El arte de gobernar

En la democracia el oficio del gobernante exige defender posiciones que, aunque sean lejanas a sus convicciones, son importantes para mantener el respaldo de la coalición política que lo soporta en el poder. El gobernante está obligado a tener contenta a su coalición porque sin ella no hay mayorías posibles en los cuerpos de decisión del Estado. Por eso su destreza se mide por la capacidad de sacar los puntos claves de su agenda de Gobierno sin tener que, para poder mantener el respaldo de su coalición, realizar concesiones que desdibujen dicha agenda.

El presidente Santos tiene una agenda centrada en dos temas gruesos. Quiere ser, por un lado, el presidente que pase a la historia por haber logrado la paz, que no es realmente la paz, sino haber firmado un acuerdo con las Farc. Por el otro lado, quiere también pasar a la historia por haber impulsado una serie de reformas modernizadoras que corrijan muchas situaciones de atraso que aún persisten en el país, desde las carreteras hasta la concentración de la tierra.

Para sacar adelante su agenda Santos se ha basado en una coalición formada por varios partidos políticos, la unidad nacional, que no ponen muchas trabas ideológicas. Trabajan bajo la lógica de “lo que quiera el señor presidente” siempre y cuando les gire las enormes cantidades de mermelada que requieren para operar su máquina política. Eso es relativamente fácil si se cuenta con los recursos para tener contenta a una mayoría suficiente.
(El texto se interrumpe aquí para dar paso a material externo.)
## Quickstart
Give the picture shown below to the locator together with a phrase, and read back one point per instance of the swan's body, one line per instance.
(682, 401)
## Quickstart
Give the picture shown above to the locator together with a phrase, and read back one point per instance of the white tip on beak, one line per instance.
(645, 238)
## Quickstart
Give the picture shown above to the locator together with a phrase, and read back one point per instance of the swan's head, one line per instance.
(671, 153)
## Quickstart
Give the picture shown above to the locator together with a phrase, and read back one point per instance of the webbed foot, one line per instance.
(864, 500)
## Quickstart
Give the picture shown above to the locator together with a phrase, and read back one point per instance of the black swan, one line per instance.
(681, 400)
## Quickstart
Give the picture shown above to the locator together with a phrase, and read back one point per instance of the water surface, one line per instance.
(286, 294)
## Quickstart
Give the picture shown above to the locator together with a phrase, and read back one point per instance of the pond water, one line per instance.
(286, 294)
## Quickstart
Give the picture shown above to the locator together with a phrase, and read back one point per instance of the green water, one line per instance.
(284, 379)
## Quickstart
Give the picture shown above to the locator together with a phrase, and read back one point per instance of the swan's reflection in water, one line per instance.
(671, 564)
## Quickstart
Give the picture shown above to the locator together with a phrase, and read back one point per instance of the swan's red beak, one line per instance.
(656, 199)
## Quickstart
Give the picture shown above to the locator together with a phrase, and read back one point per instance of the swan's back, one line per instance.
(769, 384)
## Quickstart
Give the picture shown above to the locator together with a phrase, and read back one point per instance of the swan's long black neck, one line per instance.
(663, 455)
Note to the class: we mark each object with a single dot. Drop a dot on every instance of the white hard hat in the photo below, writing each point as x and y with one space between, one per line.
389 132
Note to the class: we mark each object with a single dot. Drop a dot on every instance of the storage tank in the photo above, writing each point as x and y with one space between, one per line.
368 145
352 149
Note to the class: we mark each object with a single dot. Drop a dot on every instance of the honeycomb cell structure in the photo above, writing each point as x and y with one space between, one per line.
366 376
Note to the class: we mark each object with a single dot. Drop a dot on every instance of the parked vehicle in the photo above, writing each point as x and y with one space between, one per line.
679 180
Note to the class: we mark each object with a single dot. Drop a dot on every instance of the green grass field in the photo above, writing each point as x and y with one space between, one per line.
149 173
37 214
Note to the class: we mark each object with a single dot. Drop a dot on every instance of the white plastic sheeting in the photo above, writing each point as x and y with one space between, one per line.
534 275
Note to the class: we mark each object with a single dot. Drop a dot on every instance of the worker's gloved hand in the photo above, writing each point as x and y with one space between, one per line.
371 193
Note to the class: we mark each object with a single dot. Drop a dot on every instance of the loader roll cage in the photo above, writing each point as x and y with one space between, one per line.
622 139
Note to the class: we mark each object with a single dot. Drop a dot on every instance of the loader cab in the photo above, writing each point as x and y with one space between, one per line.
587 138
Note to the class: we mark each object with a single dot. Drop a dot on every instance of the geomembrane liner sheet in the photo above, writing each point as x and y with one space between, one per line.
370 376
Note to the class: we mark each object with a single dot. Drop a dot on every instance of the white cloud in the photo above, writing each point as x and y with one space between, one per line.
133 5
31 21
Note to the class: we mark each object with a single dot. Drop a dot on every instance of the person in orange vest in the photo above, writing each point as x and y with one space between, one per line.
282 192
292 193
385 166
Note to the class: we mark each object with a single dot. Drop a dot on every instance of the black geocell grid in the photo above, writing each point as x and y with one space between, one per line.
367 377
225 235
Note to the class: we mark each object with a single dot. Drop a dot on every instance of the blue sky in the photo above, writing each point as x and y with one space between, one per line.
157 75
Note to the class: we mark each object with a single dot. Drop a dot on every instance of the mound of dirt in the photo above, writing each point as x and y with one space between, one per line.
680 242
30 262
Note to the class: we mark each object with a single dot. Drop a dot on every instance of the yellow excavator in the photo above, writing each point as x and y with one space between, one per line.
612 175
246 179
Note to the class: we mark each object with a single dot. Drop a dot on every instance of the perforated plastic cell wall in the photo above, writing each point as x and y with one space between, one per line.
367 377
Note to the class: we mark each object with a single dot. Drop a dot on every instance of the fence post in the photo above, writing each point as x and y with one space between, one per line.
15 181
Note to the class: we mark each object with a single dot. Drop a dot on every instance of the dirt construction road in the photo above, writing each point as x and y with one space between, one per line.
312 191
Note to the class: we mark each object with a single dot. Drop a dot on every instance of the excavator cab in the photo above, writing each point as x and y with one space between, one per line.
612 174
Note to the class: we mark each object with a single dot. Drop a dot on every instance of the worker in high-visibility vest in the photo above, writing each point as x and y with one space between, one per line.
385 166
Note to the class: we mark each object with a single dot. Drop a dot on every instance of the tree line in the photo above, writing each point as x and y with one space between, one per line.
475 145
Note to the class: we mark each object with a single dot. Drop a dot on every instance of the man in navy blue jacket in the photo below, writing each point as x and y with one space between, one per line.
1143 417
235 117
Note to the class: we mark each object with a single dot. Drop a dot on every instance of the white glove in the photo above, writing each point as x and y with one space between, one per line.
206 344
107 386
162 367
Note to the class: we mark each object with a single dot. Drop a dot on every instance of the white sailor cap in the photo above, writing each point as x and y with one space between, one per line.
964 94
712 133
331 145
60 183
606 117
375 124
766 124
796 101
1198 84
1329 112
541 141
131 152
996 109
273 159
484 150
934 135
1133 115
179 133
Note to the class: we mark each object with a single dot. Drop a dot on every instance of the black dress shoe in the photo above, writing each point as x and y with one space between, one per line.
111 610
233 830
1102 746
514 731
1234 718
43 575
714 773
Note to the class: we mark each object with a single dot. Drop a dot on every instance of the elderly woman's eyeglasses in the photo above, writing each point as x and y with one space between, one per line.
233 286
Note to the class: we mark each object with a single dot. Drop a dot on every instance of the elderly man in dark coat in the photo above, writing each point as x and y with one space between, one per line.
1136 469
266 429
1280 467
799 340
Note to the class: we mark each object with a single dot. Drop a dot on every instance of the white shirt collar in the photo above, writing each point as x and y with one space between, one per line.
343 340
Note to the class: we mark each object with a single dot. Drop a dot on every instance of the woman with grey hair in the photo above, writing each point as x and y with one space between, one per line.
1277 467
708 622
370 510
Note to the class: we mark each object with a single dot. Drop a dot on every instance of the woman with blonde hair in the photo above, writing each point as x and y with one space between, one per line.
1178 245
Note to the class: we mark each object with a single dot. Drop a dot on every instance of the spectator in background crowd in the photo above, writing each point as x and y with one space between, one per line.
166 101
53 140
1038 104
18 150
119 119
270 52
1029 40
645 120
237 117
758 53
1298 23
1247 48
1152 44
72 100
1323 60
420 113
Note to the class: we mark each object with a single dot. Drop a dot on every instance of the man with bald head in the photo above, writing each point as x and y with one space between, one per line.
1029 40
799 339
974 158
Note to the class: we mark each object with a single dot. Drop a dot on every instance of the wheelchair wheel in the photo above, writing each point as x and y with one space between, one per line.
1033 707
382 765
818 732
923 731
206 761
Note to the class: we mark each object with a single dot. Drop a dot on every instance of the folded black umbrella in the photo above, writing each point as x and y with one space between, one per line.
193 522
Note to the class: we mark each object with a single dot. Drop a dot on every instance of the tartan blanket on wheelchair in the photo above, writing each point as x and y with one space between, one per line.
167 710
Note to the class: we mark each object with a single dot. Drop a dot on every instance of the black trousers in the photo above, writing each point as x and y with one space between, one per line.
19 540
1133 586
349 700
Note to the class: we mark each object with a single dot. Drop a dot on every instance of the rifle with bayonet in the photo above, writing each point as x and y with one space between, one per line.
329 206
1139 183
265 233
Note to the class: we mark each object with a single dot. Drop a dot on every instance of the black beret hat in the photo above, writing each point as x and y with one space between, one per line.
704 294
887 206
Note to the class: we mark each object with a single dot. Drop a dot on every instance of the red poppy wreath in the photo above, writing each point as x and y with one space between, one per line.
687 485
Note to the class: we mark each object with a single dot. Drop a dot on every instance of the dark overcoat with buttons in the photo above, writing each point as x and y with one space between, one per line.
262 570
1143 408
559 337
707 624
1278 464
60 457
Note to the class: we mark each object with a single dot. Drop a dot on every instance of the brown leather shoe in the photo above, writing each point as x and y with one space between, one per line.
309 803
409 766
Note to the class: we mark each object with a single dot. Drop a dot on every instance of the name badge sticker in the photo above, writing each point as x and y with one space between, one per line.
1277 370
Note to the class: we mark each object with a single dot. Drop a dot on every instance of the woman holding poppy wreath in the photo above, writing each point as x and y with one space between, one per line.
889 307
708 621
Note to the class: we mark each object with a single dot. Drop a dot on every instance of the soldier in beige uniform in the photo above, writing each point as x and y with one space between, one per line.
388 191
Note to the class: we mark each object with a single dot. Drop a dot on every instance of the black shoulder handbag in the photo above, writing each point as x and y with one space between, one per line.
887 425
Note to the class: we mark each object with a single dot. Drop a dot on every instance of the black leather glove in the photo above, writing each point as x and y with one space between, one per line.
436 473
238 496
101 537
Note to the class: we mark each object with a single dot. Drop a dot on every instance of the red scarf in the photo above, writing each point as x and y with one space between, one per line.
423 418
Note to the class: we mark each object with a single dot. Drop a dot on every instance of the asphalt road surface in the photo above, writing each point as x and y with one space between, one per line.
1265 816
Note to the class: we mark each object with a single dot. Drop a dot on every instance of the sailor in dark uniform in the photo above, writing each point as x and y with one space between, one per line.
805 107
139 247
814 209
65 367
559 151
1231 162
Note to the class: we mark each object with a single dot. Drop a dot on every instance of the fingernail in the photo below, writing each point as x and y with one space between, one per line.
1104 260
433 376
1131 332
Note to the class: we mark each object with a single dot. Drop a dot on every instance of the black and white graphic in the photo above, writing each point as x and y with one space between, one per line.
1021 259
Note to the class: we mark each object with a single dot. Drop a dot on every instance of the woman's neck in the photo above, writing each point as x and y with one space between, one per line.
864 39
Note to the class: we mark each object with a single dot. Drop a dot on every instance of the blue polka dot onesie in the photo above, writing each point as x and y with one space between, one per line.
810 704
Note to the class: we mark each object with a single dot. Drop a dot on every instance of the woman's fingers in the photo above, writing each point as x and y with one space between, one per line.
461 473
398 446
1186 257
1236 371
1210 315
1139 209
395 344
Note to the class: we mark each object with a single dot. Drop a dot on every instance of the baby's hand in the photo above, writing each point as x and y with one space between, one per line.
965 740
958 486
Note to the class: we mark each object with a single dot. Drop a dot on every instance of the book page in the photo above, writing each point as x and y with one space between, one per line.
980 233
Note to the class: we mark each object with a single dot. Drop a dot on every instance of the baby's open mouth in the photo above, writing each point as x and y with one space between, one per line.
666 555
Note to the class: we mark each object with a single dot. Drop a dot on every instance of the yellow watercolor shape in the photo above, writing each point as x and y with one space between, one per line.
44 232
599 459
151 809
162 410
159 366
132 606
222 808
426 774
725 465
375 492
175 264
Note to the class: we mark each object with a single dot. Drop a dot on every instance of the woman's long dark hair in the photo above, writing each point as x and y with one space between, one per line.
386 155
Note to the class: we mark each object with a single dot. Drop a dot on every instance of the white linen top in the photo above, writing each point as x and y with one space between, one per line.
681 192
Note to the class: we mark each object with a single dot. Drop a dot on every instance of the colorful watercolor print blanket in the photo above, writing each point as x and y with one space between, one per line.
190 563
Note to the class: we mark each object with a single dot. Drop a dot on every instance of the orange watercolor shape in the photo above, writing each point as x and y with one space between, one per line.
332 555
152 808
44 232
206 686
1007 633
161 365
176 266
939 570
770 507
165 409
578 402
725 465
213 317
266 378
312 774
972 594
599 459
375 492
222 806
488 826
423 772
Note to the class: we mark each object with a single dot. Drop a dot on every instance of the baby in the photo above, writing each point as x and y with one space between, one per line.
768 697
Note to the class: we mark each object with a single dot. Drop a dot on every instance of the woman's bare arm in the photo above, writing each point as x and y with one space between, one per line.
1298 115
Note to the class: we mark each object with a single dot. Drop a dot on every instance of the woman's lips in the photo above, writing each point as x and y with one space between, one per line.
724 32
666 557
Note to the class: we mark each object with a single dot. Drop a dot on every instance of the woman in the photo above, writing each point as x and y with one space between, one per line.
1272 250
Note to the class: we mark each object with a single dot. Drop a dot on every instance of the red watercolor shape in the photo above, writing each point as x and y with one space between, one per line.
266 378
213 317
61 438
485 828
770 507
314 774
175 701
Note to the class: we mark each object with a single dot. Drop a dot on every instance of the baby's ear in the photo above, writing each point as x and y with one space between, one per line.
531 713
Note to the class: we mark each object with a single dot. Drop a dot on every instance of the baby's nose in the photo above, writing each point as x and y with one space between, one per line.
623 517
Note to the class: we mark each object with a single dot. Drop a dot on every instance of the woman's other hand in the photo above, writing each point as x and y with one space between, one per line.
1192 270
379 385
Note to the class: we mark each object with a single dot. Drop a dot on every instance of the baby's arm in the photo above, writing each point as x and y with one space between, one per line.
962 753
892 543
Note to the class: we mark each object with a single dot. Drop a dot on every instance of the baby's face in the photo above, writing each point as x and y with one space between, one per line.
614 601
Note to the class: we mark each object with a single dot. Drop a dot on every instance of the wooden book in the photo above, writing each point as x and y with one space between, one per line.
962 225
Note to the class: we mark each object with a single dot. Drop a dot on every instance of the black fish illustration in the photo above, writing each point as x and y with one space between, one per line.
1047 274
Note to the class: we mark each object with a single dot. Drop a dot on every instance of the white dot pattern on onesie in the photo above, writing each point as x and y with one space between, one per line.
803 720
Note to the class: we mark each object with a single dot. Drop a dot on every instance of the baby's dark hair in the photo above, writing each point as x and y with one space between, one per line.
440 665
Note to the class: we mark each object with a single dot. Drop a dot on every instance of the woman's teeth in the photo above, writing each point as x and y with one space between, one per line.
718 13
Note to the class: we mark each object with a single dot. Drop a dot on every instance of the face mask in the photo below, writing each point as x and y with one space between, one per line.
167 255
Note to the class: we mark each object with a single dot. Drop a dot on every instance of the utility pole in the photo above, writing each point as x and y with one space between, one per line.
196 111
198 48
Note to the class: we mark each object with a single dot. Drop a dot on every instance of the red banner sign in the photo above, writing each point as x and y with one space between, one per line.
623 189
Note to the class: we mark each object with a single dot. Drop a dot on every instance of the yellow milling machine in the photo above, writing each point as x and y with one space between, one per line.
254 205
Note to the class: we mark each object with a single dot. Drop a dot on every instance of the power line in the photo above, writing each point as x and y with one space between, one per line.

Más difícil es conciliar posiciones que no pasan por la mermelada. Es allí donde Santos ha mostrado unas falencias de antología. Por su indelicadeza para tratar unos temas que, aunque no son de su interés, son cruciales para acumular capital político, ha puesto en riesgo su agenda de paz y de modernización. Dos casos lo retratan.

El primero. Públicamente Santos ha mencionado la necesidad de incluir a todas las fuerzas políticas para hacer la paz. Bajo cuerda ha tratado de tender puentes con el uribismo sobre el tema. Sabe que necesita unos puntos mínimos de entendimiento con la principal fuerza opositora para legitimar un eventual acuerdo con las Farc. Si no, la implementación de la paz será un infierno. Pero en medio de los acercamientos comete la torpeza de presionar a su bancada para permitir que Iván Cepeda pueda realizar el debate contra Uribe por paramilitarismo. Lo que hizo con las manos lo dañó con los pies. El uribismo renunció a discutir el tema de la paz. Al día de hoy su posición se ha endurecido.

El segundo. Como parte de su agenda modernizadora Santos quiere ahora sacar una reforma de equilibrio de poderes. El punto clave de la reforma es la eliminación de la reelección, el resto son añadidos. Uno de esos añadidos es un tribunal de aforados que deja totalmente desamparado a un aliado crucial de Santos, el fiscal Montealegre, frente a tantos que quieren tomar revancha de unas decisiones bastante arbitrarias de la Fiscalía. Montealegre no es un aliado cualquiera. Neutralizó al Procurador, le ha dado piso jurídico al proceso con las Farc y le montó la encerrona al ‘hacker’ de Zuluaga para que Santos pudiera ganar la segunda vuelta. Con toda razón el fiscal está resentido con el gobierno, prácticamente lo están empujando hacia la oposición.

Ojalá no suceda como en el primer periodo, en que muchas de las reformas de Santos fueron hundidas por su propia coalición de gobierno.